Dastin-van Rijn Evan M, Widge Alik S
Department of Psychiatry and Behavioral Sciences, University of Minnesota, Minnesota, MN, United States of America.
J Neural Eng. 2025 Jun 13;22(3):036038. doi: 10.1088/1741-2552/ade189.
Precision medicine holds substantial promise for tailoring neuromodulation techniques to the symptomatology of individual patients. Precise selection of stimulation parameters for individual patients requires the development of robust optimization techniques. However, standard optimization approaches, like Bayesian optimization, have historically been assessed and developed for applications with far less noise than is typical in neuro-psychiatric outcome measures and with minimal focus on parameter safety.We conducted a literature review of individual effects in neurological and psychiatric applications to build a series of simulated patient responses of varying signal to noise ratio. Using these simulations, we assessed whether existing standards in Bayesian optimization are sufficient for robustly optimizing such effects.For effect sizes below a Cohen's d of 0.3, standard Bayesian optimization methods failed to consistently identify optimal parameters. This failure primarily results from over-sampling of the boundaries of the space as the number of samples increases, because the variance on the edges becomes disproportionately greater than in the remainder of parameter space. Using a combination of an input warp and a boundary avoiding Iterated Brownian-bridge kernel we demonstrated robust Bayesian optimization performance for problems with a Cohen's d effect size as low as 0.1.Our results demonstrate that caution should be taken when applying standard Bayesian optimization in neuromodulation applications with potentially low effect sizes, as standard algorithms are at high risk of converging to local rather than global optima. Mitigating techniques, like boundary avoidance, are effective and should be used to improve robustness.

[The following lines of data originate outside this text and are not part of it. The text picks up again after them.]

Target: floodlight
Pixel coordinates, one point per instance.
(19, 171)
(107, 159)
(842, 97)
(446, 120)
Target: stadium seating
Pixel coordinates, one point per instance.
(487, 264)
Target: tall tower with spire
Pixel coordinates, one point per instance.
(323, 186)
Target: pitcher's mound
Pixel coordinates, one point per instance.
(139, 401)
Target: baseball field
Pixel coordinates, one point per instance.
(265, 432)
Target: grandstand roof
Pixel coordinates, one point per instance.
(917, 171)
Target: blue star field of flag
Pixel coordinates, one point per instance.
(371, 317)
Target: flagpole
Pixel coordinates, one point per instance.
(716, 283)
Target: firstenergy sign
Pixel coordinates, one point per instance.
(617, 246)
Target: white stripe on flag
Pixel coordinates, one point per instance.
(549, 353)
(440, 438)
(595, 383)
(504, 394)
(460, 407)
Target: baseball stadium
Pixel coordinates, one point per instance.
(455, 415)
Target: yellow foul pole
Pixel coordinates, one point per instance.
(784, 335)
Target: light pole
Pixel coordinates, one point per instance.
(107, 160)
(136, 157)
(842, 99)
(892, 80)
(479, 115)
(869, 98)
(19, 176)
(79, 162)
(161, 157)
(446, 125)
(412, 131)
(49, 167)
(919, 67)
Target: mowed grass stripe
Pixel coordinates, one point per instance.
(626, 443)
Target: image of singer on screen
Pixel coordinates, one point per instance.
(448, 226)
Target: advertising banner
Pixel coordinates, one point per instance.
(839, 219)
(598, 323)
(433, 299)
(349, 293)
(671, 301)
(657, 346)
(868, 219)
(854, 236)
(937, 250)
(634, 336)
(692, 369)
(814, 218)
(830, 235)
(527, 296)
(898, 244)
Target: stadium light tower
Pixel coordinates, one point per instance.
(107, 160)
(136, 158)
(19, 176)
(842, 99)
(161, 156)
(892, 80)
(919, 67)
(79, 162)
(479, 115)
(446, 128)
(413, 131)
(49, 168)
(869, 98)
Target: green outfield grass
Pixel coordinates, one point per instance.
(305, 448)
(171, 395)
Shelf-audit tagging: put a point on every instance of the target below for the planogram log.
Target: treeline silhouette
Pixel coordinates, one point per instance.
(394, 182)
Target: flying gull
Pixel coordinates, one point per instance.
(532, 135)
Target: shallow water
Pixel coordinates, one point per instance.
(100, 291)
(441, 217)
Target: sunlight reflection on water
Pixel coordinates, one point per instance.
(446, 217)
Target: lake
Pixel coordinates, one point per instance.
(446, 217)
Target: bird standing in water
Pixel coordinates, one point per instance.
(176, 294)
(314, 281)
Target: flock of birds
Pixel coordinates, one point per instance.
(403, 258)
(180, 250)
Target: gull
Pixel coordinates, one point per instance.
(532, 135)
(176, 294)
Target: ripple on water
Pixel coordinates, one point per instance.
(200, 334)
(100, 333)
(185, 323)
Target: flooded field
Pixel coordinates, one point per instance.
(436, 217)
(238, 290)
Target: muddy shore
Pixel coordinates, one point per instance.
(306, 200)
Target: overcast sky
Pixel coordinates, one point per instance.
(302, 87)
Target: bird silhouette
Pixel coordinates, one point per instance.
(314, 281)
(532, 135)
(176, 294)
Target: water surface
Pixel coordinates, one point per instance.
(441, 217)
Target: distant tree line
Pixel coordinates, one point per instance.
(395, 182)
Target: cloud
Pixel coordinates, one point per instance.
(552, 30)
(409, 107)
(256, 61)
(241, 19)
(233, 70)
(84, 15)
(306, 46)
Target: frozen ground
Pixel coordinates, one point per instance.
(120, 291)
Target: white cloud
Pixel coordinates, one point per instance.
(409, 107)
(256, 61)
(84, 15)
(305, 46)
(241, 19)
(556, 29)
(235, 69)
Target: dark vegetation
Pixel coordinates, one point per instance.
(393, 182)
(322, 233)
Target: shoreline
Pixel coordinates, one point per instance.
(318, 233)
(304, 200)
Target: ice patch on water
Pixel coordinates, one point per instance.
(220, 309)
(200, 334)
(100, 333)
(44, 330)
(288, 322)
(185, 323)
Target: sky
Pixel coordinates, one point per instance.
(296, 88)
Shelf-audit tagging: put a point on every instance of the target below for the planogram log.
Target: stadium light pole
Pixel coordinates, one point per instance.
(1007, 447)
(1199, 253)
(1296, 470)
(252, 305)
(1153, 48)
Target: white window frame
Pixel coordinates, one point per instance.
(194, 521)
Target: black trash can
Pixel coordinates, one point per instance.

精准医学在根据个体患者的症状调整神经调节技术方面具有巨大潜力。为个体患者精确选择刺激参数需要开发强大的优化技术。然而,像贝叶斯优化这样的标准优化方法,历来是针对噪声远低于神经精神疾病结果测量中典型噪声水平且极少关注参数安全性的应用进行评估和开发的。我们对神经学和精神病学应用中的个体效应进行了文献综述,以构建一系列具有不同信噪比的模拟患者反应。利用这些模拟,我们评估了贝叶斯优化中的现有标准是否足以稳健地优化此类效应。对于效应大小低于科恩d值0.3的情况,标准贝叶斯优化方法未能始终如一地识别出最佳参数。这种失败主要是由于随着样本数量增加,空间边界的过度采样导致的,因为边缘处的方差变得比参数空间其余部分大得多。通过结合输入扭曲和避免边界的迭代布朗桥核,我们证明了对于科恩d效应大小低至0.1的问题,贝叶斯优化具有稳健的性能。我们的结果表明,在效应大小可能较低的神经调节应用中应用标准贝叶斯优化时应谨慎,因为标准算法极有可能收敛到局部而非全局最优解。像避免边界这样的缓解技术是有效的,应该用于提高稳健性。